Quel exercice photo choisir quand on débute vraiment ?

Commencez par la règle des tiers et par l’exercice de la même scène sous trois lumières. Ce sont les deux qui donnent les résultats les plus visibles, les plus vite, sans aucune notion technique préalable. Une fois ces réflexes en place, attaquez la contrainte de focale fixe pour franchir un cap.

Peut-on progresser en photo seulement avec un smartphone ?

Oui, largement. Un téléphone récent gère le mode portrait, le mode rafale, les réglages d’exposition au toucher et même parfois le format RAW. Tous les exercices de composition, de lumière et de cadrage fonctionnent à l’identique.
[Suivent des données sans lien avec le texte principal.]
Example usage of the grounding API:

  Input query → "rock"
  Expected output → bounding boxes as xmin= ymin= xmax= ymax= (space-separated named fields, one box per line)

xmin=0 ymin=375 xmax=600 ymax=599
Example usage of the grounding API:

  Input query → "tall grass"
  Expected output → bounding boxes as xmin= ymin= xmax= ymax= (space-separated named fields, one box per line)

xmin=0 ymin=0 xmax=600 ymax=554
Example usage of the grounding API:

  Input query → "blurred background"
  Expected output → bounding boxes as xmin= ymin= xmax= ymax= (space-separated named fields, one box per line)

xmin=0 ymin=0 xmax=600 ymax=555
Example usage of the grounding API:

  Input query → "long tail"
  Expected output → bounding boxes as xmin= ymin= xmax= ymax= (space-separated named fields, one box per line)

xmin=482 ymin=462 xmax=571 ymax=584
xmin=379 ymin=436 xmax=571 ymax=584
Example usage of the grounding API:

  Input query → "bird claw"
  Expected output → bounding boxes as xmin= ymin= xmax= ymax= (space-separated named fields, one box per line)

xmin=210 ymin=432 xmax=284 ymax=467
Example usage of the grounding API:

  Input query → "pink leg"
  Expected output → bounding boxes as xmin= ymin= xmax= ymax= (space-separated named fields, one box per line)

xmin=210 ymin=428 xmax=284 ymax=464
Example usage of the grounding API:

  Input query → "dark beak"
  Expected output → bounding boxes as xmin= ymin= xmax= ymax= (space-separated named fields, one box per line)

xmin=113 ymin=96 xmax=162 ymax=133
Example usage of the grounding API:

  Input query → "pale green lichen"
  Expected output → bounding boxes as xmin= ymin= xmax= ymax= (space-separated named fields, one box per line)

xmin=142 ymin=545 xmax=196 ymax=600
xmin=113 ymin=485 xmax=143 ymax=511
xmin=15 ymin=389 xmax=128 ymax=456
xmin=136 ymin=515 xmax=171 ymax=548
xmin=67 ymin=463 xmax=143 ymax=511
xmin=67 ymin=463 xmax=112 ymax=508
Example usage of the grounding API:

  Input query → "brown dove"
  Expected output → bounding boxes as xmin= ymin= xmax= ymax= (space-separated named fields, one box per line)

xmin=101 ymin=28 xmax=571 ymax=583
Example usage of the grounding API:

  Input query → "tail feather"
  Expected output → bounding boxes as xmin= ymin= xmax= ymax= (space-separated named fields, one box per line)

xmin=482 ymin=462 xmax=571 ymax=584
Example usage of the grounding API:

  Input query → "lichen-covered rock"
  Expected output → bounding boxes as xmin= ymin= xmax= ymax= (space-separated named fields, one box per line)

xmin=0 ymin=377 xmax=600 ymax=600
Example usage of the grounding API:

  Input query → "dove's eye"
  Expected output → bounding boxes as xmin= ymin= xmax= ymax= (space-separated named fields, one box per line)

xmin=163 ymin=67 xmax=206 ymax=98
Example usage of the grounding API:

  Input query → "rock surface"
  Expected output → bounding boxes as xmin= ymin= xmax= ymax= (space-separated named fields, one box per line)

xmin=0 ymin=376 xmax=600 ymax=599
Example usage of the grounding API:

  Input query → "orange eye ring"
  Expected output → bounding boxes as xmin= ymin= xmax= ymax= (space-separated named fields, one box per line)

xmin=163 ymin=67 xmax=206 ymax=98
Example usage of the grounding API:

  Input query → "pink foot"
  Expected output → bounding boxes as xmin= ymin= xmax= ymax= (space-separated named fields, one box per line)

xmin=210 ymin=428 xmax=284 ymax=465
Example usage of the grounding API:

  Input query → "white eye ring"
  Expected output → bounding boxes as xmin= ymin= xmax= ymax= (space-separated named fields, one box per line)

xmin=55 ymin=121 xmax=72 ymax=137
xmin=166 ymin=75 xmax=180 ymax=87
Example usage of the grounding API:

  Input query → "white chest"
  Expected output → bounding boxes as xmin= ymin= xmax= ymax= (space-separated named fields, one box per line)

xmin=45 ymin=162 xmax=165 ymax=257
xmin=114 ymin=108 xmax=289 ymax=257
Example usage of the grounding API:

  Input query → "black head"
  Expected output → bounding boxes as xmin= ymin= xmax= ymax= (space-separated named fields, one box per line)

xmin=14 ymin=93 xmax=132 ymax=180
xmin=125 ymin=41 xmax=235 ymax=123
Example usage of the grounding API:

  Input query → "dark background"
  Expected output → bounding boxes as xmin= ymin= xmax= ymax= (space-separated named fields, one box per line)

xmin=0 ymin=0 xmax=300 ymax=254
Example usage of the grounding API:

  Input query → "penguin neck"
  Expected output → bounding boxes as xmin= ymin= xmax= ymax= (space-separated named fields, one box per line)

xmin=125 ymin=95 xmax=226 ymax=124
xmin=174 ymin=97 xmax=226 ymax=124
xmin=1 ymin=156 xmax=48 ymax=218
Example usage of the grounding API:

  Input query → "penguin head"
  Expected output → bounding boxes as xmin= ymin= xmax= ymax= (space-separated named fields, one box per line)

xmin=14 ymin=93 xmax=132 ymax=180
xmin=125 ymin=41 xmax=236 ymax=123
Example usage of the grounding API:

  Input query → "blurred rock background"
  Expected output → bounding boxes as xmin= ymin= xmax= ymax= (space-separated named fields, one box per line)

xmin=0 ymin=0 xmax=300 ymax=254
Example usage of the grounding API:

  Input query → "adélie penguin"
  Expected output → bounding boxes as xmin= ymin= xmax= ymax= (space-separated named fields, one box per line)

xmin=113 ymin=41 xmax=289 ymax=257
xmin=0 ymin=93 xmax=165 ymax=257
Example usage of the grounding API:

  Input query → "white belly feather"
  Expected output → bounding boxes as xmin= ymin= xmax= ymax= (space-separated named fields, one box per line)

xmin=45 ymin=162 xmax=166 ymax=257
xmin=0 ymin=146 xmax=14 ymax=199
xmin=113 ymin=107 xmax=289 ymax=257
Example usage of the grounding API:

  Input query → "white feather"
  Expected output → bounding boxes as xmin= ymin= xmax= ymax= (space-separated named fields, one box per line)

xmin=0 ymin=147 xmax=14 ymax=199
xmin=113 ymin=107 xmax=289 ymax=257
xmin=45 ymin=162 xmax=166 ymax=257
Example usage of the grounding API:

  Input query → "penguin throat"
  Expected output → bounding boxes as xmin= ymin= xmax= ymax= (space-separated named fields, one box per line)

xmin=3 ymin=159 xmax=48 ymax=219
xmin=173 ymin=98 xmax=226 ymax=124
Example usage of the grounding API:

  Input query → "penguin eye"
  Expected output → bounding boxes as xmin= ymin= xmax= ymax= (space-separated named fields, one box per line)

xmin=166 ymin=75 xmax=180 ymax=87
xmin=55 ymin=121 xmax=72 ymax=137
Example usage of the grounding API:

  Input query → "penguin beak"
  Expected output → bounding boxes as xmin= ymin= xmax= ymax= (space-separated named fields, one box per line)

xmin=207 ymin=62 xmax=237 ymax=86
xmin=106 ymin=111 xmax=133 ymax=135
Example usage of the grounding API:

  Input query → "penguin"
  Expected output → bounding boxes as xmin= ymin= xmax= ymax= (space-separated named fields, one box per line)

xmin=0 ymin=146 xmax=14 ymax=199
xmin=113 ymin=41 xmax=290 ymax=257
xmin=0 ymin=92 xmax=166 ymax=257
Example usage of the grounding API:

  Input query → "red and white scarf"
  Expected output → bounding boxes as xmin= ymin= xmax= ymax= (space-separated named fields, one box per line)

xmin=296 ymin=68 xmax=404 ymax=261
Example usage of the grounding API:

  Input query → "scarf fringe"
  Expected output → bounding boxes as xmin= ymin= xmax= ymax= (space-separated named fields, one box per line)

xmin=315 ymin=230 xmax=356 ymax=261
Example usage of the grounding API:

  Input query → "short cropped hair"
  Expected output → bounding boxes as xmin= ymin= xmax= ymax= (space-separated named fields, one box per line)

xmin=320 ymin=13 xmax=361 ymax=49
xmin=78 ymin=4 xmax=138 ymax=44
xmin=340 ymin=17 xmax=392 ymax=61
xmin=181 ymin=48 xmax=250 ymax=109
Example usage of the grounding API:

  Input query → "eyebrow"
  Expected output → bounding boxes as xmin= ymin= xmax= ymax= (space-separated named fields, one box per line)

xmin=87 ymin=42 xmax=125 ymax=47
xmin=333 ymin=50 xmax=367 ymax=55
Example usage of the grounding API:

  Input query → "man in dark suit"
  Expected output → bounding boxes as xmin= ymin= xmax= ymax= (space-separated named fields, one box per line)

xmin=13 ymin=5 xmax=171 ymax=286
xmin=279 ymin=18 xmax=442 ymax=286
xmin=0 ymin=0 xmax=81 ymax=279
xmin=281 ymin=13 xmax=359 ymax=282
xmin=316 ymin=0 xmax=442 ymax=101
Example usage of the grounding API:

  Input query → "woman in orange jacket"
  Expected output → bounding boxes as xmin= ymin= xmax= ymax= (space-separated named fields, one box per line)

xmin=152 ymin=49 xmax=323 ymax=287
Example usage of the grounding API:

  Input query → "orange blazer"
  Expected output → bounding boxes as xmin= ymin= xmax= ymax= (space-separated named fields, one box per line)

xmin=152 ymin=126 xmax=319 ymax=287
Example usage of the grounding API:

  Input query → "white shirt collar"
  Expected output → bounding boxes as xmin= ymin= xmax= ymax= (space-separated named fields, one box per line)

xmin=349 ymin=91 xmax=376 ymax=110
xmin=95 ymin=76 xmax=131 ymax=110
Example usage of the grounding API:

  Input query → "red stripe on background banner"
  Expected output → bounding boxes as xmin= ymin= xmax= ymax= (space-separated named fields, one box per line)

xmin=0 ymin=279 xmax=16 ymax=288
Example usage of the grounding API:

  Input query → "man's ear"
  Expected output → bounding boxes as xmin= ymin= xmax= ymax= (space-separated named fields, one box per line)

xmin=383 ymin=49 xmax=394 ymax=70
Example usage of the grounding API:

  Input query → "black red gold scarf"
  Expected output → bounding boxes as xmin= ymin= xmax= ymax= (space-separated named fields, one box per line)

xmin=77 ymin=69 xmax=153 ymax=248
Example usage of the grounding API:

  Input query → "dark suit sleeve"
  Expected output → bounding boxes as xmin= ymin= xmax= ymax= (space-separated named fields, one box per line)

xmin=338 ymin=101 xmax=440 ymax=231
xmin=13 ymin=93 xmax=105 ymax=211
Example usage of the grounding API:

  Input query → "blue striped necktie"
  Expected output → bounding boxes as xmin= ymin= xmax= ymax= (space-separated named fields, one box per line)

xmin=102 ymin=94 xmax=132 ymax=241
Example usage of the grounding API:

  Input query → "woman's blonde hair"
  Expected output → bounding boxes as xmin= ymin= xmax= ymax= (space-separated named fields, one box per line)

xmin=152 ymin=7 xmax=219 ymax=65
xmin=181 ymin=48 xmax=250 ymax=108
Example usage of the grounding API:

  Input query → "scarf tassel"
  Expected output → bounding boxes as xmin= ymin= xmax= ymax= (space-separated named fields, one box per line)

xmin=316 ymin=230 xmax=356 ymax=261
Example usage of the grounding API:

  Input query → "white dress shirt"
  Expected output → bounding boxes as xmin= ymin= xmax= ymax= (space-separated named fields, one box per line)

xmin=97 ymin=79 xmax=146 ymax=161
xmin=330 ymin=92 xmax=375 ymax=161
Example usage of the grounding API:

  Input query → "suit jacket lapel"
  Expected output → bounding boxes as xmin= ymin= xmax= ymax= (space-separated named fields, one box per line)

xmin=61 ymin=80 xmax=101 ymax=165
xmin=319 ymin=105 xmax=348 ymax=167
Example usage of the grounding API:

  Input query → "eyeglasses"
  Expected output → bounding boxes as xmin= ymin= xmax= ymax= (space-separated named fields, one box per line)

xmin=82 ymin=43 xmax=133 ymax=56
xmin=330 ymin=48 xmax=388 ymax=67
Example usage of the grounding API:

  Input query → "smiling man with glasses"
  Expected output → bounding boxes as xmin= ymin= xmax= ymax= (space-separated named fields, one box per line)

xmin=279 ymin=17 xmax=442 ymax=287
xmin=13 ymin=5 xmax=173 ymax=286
Seuls les filés et les poses longues demandent un peu plus de patience, mais restent possibles avec une application dédiée.

À quelle fréquence pratiquer ces exercices pour progresser ?

Mieux vaut 20 minutes trois fois par semaine qu’une grosse séance tous les quinze jours. La régularité compte plus que la durée. Le cerveau consolide les apprentissages par petites doses répétées. Glissez un exercice dans votre quotidien : sur le trajet du travail, pendant le bain des enfants, au marché du dimanche.

Mon avis après des années à voir des débutants stagner

Ce qui bloque la plupart des gens, ce n’est jamais le matériel. C’est l’absence de méthode. On mitraille, on regarde vite fait, on recommence pareil la fois suivante. Ces exercices cassent ce cercle parce qu’ils transforment chaque sortie en mini-laboratoire.

Le point fort, c’est la vitesse des résultats sur la composition et la lumière : deux semaines suffisent pour voir une différence nette. La limite honnête, c’est que tout repose sur votre régularité. Aucun exercice ne marche si on le fait une fois et qu’on abandonne. Choisissez-en un seul, là, maintenant, et faites-le aujourd’hui. C’est le premier déclic qui compte le plus.